A convex profile stack arrangement has one drawback in that in the stack of blades the most outwardly located blade—and the progressively inwardly located blades—are located at different radii from the axis of rotation, while the actual radius of the cutting edge all blades is the same. It will be understood by those skilled in the art that rasp blades of this type are comprised of a number of small teeth, typically arranged to alternate side of the base plate of the blade. By “small” it is meant that each tooth has a cutting edge which is generally straight and has a width in the range of about 0.050-0.080 inches. As the blade rotates, these cutting edges define a “cut profile”, as that term is used herein, and which may be observed if a flat sheet of material (representing a radial plane or section of a tire) is moved toward a rotating hub.
The contact surface of a tire is curved conversely in a direction parallel to its axis of rotation to form a “crown”, and in preparing the contact surface for retreading, the hub is passed with its axis perpendicular to the axis of the tire so that the convex cut profile of the hub engages the convex contact surface of the tire and moves across it with the axis of rotation of the tire and the axis of rotation of the hub substantially perpendicular. Thus, any deviation of the concentricity of the cutting profile of the blades of the hub will result is less than ideal cutting/buffing of the tire retread surface.

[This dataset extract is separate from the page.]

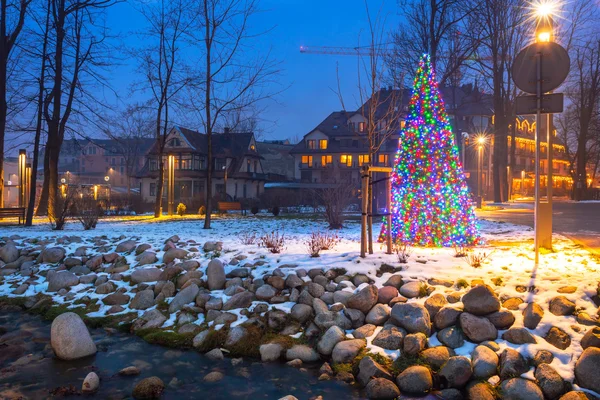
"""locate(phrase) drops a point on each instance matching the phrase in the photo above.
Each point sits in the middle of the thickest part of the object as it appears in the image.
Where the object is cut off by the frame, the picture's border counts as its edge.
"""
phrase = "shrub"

Thus, when the blades of a stack are all parallel and arranged in a convex cut profile at the desired cut angle, the cutting edges are not truly circular for all blades, and the deviation from true circular varies from blade-to-blade in each stack due to the convex arrangement of identical, parallel blades, and the slight inclination of blades caused by the cut angle. It is generally understood that for a uniform cutting action, the radius of curvature of the blade cutting edge is preferably centered on the axis of rotation of the hub so that the cutting profile of each blade lies along an arc centered on the axis of rotation. The differences between the radius of curvature of a blade, and a radius the cutting profile of the blade (measured at blade axis or center) is referred to herein as a deviation in concentricity.